Get to your race early
The key to a successful and enjoyable race is being calm. A slight nervous feeling is to be expected, but you want to do everything within your power to stop that from turning into full-blown stress. One of the best ways you can do this is to be organised and reach the start line in plenty of time. That way you’ll be able to focus on the race and your warm up routine, rather than frantically trying to find the start because you didn’t check beforehand. The race organisers will send you all of the information you need, so make sure you study it thoroughly.
Visualise running success
Visualisation is an extremely powerful tool for runners. Before your race starts, paint a mental picture in your head of your perfect run. Imagine yourself running pain free, and crossing the finish line in a PB time. This might sound like a load of rubbish, but the science backs it up. Research published in the Llewellyn Encyclopedia found that athletes who visualise success perform significantly better than those who don’t, and almost to the same level as athletes who put in much more training but didn’t use visualisation. Top professional sports and athletics teams even have dedicated visualisation coaches on their staff to help sports stars make the most of their mental training.
Plan your pace
Achieving a PB and running a successful race doesn’t just happen by accident. You need to decide on a time, and work out what kind of pace you should be running throughout the race to achieve it. Remember, pace planning needs to be race specific. Study the course beforehand, and check the elevation profile to check where the toughest sections are. It’s not a simple case of taking your target time and dividing it to find your split times. You need to allow for slower sections, and figure out flatter stretches where you can make the time back up.

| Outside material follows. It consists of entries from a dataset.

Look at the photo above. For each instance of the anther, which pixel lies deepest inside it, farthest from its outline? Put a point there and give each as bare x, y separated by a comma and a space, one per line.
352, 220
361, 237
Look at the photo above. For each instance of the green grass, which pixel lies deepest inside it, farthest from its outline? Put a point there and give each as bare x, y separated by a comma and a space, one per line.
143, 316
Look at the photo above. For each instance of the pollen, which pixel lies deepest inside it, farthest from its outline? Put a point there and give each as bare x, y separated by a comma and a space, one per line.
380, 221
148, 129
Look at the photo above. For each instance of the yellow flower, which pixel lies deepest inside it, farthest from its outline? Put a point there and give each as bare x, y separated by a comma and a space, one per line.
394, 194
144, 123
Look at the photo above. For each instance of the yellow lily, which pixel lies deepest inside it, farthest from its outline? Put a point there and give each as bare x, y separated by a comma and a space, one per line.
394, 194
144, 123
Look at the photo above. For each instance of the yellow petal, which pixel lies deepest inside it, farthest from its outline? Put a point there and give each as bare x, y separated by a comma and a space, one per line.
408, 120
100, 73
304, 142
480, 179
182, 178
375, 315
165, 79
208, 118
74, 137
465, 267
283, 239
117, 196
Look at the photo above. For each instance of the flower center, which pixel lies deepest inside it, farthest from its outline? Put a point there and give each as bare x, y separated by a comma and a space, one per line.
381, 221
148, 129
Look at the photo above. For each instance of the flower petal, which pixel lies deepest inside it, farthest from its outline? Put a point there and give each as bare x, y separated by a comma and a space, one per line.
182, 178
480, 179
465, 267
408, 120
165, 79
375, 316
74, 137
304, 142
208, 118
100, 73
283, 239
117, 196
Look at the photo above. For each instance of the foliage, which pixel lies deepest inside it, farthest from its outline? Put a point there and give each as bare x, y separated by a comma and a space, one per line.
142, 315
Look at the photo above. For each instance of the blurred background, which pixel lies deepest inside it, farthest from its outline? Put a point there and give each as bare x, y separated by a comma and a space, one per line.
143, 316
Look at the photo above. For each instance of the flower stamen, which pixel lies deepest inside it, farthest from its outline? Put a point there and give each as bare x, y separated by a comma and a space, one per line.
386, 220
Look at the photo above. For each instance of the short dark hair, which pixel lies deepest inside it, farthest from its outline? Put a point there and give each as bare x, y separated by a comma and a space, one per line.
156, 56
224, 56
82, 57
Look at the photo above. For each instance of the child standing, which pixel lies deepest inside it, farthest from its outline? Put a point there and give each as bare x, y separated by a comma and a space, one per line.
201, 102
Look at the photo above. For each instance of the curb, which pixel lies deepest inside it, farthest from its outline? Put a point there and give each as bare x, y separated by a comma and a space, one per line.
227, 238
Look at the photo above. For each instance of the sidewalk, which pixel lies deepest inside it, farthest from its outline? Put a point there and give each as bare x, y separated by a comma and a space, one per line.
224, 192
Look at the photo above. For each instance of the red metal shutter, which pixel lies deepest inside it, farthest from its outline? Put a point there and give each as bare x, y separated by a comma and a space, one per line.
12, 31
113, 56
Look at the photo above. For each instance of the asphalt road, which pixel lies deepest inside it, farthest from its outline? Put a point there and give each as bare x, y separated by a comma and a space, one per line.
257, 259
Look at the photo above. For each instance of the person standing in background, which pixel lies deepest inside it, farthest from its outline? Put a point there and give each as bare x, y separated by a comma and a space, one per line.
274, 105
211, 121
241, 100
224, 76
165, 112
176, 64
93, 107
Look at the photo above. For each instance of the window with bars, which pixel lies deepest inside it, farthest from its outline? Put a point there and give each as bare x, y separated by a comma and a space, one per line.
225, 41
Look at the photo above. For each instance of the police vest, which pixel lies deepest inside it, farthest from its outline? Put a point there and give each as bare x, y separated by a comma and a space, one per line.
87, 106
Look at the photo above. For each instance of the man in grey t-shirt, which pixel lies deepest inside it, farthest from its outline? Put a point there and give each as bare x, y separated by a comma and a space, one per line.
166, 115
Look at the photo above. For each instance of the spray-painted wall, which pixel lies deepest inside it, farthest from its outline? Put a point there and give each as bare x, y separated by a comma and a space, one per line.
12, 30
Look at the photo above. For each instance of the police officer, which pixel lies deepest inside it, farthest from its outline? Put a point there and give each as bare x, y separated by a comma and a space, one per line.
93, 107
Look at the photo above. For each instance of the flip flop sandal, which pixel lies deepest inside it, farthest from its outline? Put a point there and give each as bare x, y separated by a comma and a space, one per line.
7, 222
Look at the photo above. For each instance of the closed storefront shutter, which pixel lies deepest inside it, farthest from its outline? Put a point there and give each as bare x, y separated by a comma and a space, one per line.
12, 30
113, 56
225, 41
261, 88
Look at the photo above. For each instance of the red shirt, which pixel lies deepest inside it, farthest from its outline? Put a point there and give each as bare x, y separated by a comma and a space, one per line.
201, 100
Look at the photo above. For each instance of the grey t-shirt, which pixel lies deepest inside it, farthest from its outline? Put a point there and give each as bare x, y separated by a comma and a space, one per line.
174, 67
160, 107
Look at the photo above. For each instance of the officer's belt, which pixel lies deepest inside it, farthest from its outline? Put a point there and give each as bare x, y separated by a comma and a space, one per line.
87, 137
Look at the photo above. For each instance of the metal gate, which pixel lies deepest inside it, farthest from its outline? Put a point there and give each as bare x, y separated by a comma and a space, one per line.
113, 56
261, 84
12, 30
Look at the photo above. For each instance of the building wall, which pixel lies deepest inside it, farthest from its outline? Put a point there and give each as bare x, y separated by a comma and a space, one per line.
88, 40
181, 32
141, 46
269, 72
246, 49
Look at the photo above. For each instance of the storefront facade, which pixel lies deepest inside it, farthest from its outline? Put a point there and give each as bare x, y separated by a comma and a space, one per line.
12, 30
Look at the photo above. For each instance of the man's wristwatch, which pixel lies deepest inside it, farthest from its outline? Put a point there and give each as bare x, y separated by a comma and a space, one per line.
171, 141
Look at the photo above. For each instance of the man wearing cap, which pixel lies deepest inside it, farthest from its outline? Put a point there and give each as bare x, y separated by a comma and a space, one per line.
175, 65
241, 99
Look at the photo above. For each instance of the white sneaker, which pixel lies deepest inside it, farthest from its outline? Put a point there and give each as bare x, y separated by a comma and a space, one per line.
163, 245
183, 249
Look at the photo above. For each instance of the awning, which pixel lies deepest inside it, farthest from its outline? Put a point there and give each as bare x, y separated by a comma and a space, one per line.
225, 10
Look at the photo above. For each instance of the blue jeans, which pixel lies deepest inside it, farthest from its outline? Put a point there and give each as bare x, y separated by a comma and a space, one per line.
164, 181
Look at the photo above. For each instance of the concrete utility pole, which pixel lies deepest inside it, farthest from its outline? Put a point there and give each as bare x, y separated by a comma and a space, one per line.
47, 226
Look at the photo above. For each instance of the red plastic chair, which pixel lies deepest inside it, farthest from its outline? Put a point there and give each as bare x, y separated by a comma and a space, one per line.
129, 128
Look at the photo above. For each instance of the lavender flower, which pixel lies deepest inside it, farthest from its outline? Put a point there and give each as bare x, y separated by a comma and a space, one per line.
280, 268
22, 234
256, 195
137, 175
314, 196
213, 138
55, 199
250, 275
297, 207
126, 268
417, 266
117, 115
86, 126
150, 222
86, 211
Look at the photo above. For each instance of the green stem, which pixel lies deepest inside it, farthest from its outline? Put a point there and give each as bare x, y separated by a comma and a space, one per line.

The most sensible approach is to start off relaxed and build into the race, getting quicker towards the end.
Avoid the temptation to go off too fast, especially when there is heavy crowd support. The most sensible approach is to start off relaxed and build into the race, getting quicker towards the end. Running this way will guarantee you are not hanging on at the end of the race and really slowing down. However, it will also mean that you could finish the race and have a bit more left in tank, but you should be able to gauge this based on how you’ve been performing in training.
Warm up properly
It’s easy to get swept away by the excitement of race day and forget to do it, but just like any other run you’ve been doing, you need to warm up before you race. By warming up you gradually prepare your body to run, and minimise the risk of a race-stopping injury. You’ll see plenty of people doing static stretches, but don’t be tempted to copy them. Instead, opt for a combination of brisk walking for around five minutes, and dynamic stretches such as leg lifts and lunges. After that your body will be ready for the race ahead, and you can focus on smashing your personal best.
Use the right water stations
Hydrating yourself properly through a race is key to your success. You’ll have a rough idea of the level of fluid you need to take on board to run efficiently, but remember to plan specifically for race day. Don’t be tempted to drink too much – a study published in the New England Journal of Medicine found that 13 per cent of Boston Marathon runners in 2002 suffered from hyponatremia, which was caused by excessive fluid consumption. No matter what your hydration strategy is, always avoid the first water station. This is always the busiest station in the race, and has seen more than one runner’s day ruined as participants crash into each other.